To summarize, xs and ys are sequences of values we’d like the model to predict over. We set these up to go from the minimum to the maximum of those variables so that the surface we see spans the entire range of the observed data. In this example, we asked for 100 equally spaced points between the minimum and maximum values. Because linear regression surfaces are flat planes, we could have asked for far fewer and still seen the same outcome. However, for other models we can see greater resolution by using more points in our grid. This is because add_surface() works by connecting the heights (predicted values) for each combination of values in xs and ys, so more combinations will lead to less interpolation.

Admittedly, this code might seem somewhat complicated, but it’s easily adapted to other models and variables simply by modifying the xs, ys, and model objects.

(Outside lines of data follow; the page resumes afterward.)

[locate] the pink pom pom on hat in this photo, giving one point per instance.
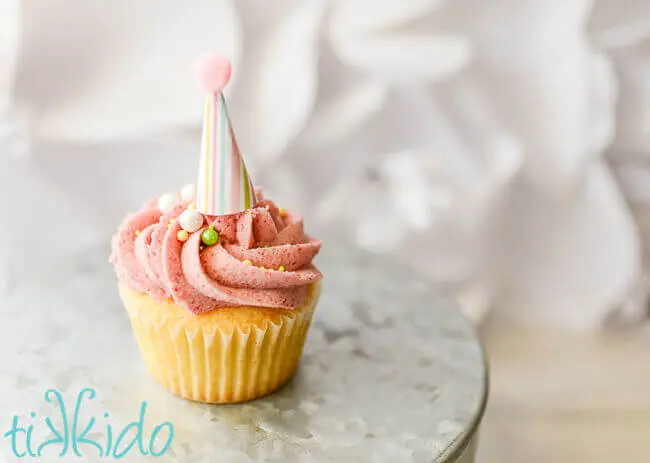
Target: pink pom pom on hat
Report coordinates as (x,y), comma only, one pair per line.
(224,186)
(213,72)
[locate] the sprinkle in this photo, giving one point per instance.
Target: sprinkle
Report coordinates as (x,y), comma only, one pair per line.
(182,236)
(209,237)
(191,220)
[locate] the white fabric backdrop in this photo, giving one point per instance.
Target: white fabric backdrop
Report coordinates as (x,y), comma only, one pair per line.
(500,147)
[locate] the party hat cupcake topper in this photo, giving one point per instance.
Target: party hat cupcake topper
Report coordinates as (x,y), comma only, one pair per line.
(224,186)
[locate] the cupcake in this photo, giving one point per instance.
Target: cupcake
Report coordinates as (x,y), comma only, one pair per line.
(218,282)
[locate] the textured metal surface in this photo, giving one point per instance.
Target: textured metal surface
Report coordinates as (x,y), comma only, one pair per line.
(391,372)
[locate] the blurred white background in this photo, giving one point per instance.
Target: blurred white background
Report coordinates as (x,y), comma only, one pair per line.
(501,147)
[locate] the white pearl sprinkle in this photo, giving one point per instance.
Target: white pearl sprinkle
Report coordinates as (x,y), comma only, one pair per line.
(188,193)
(191,220)
(166,203)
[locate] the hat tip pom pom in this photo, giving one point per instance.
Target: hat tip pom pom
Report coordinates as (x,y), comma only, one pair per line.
(213,72)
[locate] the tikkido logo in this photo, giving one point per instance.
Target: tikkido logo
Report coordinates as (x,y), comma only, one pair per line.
(71,436)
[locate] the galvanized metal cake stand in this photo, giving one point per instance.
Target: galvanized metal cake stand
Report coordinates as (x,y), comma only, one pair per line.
(391,372)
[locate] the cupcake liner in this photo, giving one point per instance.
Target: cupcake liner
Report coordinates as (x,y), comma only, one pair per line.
(229,355)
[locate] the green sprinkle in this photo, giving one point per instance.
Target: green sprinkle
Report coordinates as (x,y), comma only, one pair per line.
(209,237)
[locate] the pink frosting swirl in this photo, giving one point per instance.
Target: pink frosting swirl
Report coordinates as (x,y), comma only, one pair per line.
(263,258)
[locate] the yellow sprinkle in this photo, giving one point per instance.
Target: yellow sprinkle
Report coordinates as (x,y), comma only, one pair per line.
(182,236)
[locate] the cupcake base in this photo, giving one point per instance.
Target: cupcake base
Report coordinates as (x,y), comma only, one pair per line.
(229,355)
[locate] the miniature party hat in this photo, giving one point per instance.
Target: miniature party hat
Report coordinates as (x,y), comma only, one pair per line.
(224,186)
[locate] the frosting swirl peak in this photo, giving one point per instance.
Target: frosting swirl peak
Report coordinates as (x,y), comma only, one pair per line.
(262,258)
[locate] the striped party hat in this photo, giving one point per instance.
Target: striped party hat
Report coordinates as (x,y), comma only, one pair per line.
(224,186)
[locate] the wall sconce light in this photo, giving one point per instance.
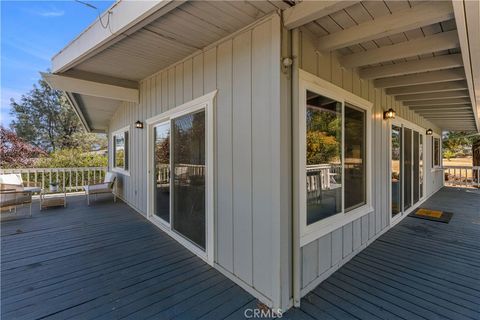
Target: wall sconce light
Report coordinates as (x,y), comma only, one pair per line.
(389,114)
(139,124)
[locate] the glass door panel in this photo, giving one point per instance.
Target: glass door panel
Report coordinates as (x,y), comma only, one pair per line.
(162,171)
(416,167)
(407,168)
(421,165)
(324,157)
(189,187)
(396,167)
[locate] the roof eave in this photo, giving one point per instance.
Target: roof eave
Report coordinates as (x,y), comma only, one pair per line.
(125,17)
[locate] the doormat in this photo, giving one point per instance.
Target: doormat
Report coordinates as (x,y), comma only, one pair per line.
(433,215)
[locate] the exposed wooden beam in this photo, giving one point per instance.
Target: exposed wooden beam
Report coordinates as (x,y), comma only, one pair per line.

For example, shown below is the regression surface of a generalized additive model, or GAM, a type of models that allows for non-linear relationships between the predictors and the outcome using spline functions:

## Fit model
library(mgcv)
model <- gam(Salary10yr_median ~ s(Cost) + s(Adm_Rate), data = colleges)

Once the new model has been fit, only the matrix of predicted values needs to be updated (since the “x” and “y” variables from the previous example remain unchanged).

z <- predict(model, newdata = grid)                   # Predictions for every combination in the grid
m <- matrix(z, nrow = 100, ncol = 100, byrow = TRUE)  # Store predictions as a matrix

## Graph
plot_ly() %>%
  add_trace(type = "scatter3d", x = ~colleges$Cost, y = ~colleges$Adm_Rate, 
            z = ~colleges$Salary10yr_median, color = I("black")) %>% 
  add_surface(x = ~xs, y = ~ys, z = ~m, colorscale = "Reds")

Later in the semester we will discuss methods for determining which of these two models should be preferred.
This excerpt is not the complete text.